Livinghigh: C U Hopefully Never Again!!!
Saturday, April 02, 2005
Livinghigh was here at 12:33 AM /

C U Hopefully Never Again!!!

I saw the most godawful movie tonight. It's called CU@9, and I would provide a link to a review if I could, but it seems the damn thing only released today and there's no review available. So, after exhausting God Google all I have is this link to this piece that Mid-Day did last year on the 'actor' of the movie ('I saw a Vision of Mother Mary!'). And, if you don't really have the enthusiasm to read an ode to Muscular Model-turned-'Actor' (who it was hoped could actually act), here are the few lines that refer to the movie from a sort of list of movie bizz happenings on Yahoo India:

TIME PLEASE! Shweta and Isaiah in C U at 9 - Now what could this be? Two dying souls giving mouth-to-mouth resuscitation to each other? A couple quizzing each other on what they've had for dinner hence a common breath analyser test? A duet being sung so close to each other that it reaches the innards of the respective bodies?
Okay, we give up. The film is called CU at 9. If anybody's ever interested, they can see the movie and find out. That is, if anybody's interested.

:-) Let me put things into perspective, so that you will (hopefully) never be interested:

1. Isaiah, the 'actor', tries to do a John Abraham (they used to call it 'a Salman Khan' in prehistory) without his shirt all the time.
2. He speaks like a retard returned from Timbuktoo.
3. The 'actress', Shweta, looks like from Bram Stoker's worst nightmare, in both her avatars: the goody-goody and the vamp (pun intended).
4. The 'actress no. 2', Aakanksha, is a snivelling piece of tissue paper who should have been tossed out with the garbage a long time ago. The only reason she's still there is because Isaiah needs her when he's horny and he mouths dreary come-on lines, and Vampire Gal is not available to seduce him.
5. Vampire Gal, aka Shweta, does a great porno film touchy-feely number that left me and my bro quite awkward around each other. (My bro is old-fashioned, yes.) She has the most grandmotherly bra ever!

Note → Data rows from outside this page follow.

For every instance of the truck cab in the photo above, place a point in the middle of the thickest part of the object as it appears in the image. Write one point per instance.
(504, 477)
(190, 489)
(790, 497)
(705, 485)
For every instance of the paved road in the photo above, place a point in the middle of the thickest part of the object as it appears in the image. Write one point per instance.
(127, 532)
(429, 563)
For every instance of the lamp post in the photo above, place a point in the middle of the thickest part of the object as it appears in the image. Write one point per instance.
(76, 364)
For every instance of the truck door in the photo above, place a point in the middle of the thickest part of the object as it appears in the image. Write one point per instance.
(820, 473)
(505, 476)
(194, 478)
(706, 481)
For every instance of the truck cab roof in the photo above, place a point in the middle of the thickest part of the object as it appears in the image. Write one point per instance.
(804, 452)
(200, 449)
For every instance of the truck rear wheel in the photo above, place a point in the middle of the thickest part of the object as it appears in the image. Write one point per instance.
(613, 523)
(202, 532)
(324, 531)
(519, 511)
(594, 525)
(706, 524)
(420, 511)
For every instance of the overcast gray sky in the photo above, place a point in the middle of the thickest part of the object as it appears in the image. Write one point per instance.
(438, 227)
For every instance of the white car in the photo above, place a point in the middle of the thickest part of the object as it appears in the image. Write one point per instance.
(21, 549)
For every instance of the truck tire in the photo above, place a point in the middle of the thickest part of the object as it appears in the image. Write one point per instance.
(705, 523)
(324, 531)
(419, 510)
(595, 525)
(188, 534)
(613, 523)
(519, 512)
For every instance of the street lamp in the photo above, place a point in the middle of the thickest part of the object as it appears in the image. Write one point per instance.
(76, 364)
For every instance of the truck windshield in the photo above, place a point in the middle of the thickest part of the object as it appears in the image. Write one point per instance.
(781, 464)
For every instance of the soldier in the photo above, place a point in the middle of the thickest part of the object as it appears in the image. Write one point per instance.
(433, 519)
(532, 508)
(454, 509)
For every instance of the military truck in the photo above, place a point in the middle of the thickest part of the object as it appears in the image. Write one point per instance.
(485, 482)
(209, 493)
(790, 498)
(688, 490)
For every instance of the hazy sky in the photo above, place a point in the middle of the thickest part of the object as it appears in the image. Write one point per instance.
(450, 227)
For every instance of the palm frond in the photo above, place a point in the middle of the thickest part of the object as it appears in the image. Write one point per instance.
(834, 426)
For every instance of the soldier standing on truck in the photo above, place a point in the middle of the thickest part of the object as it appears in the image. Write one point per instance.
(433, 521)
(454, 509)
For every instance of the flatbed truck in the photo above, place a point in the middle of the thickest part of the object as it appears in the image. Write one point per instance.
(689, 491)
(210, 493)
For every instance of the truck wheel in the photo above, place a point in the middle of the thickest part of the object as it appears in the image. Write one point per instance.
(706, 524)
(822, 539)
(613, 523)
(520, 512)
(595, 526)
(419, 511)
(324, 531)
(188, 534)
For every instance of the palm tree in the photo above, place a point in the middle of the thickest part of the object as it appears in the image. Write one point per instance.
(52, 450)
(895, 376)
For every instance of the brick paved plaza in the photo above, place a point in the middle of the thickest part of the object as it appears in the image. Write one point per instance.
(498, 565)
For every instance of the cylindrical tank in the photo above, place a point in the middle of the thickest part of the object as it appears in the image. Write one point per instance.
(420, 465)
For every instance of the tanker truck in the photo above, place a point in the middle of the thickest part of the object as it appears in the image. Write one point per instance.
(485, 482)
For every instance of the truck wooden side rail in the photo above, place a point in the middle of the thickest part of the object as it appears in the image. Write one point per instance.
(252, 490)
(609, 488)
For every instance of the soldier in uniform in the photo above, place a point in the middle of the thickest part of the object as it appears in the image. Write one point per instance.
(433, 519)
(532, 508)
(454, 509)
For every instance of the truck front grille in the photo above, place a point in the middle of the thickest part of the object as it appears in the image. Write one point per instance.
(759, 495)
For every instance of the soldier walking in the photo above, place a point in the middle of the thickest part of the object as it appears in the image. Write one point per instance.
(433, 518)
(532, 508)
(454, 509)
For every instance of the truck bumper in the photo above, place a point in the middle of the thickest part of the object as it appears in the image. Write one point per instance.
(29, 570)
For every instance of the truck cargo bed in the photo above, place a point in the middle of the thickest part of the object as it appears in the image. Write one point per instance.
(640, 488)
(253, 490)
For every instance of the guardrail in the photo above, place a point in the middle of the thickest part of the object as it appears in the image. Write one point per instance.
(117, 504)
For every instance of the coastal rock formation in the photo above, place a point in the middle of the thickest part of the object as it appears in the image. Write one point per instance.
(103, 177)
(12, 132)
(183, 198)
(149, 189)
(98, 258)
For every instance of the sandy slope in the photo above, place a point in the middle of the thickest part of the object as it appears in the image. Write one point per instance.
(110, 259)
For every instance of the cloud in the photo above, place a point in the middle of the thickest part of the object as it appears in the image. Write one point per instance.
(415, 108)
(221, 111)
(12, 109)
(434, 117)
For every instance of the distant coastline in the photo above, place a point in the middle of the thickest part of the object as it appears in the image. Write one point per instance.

The movie has some great visuals, though. It looks like a music director tried to make it, and he botched up on every damn thing, except perhaps some of the interesting angles. It looks like an Art Film gone horribly, horribly wrong - the worst stereotype that Indies could ever hope to have!

The plot goes like this: horny ad film director meets this chick who calls him and wants to meet at (jackpot!) 9 pm: so they do, and they fuck like rabbits, but then things get complicated when he meets her alter-ego twin sister and screws her too. Actress no 2 is the on-again, off-again fuck for horny ad film director, in the background.

I walked out even before the interval, but am pretty sure that this is what happens in the end: Vampire Gal is a demented schizo with two egos, no twins - she's after director's blood - the end will probably have not-so-sati-savitri Actress no 2 save horny film maker from Vampire Gal's clutches.

Ta-da! End of movie. Paisa vasool?

Not bloody likely! The damn seats at Regal gave me a back-ache!